〇〇「えー、ソンナコトナイヨ。いろいろ悩んでるし」

和「心こもってなーい。悩みなんて聞いたことないよ」

〇〇「いやいや、いろいろあるのよ。ゼミの課題大変だなーとか、バイト疲れるよなーとか、就活はじめないとなーとか……恋とか」

和「!?」


〇〇の最後の言葉に思わず反応する。

和「…〇〇は好きな人とかいるの?」

〇〇「んー、どうだろう。好きなのかな。よくわからない」

〇〇はそういうと、どこから取り出したのか飲みかけの缶チューハイをコクリと傾けた。

珍しく〇〇はなんだかしっぽりとした雰囲気で、お酒が入っていたためなのか、〇〇のこんな雰囲気は初めて見る。

和「そのひとはゼミの人?」

〇〇「え? ないない。ゼミの奴らはただの友達」

その言葉に少しだけ安心する。


和「…じゃあ、それってさ、もしかして…私―」

和が意を決して〇〇に問いかけようとしたまさにその時だった。


美月「〇〇〜、こんなところで何やってんのよ〜」

美波「あれ〜、電話中? もしかして彼女?w」


突然聞こえてきた女性の声。
その声の主たちは〇〇のカメラの画角に映り込んできた。
〇〇と同い年くらいで、和よりも少しだけ大人びた雰囲気の女性たち。
恐らくゼミの友人なのだろう。
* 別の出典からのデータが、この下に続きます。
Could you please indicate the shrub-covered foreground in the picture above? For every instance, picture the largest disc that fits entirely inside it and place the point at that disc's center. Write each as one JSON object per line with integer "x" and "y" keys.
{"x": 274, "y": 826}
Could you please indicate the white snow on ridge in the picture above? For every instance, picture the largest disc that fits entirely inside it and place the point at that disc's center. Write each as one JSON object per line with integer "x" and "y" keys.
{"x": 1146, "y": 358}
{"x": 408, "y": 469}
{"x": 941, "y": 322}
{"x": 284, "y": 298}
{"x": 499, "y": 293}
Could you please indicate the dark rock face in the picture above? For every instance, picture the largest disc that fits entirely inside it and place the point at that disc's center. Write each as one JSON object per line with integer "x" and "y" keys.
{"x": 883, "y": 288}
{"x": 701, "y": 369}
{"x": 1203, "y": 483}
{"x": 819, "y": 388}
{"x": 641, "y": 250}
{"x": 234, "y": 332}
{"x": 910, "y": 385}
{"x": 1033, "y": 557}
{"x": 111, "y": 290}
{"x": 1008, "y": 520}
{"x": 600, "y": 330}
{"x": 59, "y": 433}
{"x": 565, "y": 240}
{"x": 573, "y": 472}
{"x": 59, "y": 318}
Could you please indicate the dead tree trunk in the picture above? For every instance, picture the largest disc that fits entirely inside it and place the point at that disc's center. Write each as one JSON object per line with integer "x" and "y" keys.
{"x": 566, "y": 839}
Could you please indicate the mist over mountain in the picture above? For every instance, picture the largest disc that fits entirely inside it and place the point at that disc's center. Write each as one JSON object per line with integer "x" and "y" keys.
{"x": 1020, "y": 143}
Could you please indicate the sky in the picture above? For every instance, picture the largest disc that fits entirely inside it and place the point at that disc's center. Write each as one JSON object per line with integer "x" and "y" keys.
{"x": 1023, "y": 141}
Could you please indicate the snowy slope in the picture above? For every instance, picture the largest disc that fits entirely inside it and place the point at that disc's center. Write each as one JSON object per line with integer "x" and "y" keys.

〇〇と同じような格好をしている。

〇〇「は? ち、ちげーよ! てか、あっち行ってろ!」


3人でスマホを覗き込むようにするので自然と距離が近くなる。

和「むぅ…」


美月「うわっ、かわいい! あ、〇〇の大学のゼミの同期で山下美月でーす」

美波「同じく梅澤美波です。てか、ヤバいかわいい。〇〇にはもったいないよ。え、彼女なの?」

〇〇「だから、ちげーって! 隣の家に住んでる幼馴染! てか、高校生だから絡むな!」

和「あ、えと、井上和です。よろしくお願いします」

どうしていいかわからずとりあえず挨拶をする。


美月「てか、飲み直そうって言ってるのに〇〇いないから迎えに来てあげたんじゃん!」

〇〇「わかったよ、すぐ行くから!」

そういいながら、美月は〇〇の腕を抱きしめるようにしながら掴む。

和「むぅ…」


美波「〇〇全然飲んでないでしょ。逃さないからね」

〇〇「いや! 別に逃げようとしてないからね!」

美波も反対側の腕を掴んで逃さないようだ。

和「むぅぅ…」


そんな姿を見ていた和の頬がかつてないほど膨れ上がっているのを〇〇は気づいていなかった。



和「お邪魔みたいだから切るね! じゃあね!」

〇〇「え!? あ、ちょ、和!?」


〇〇が止めようとしたが、一方的に和は通話を切った。


和「…〇〇のバカー!!!」



その後、〇〇からの折り返しやメッセージを完全に無視した和に、帰ってきてからずっといっしょにいることを強要されたのはまた別のお話。




つづく



この物語はフィクションです
実在する人物などとは一切関係ございません。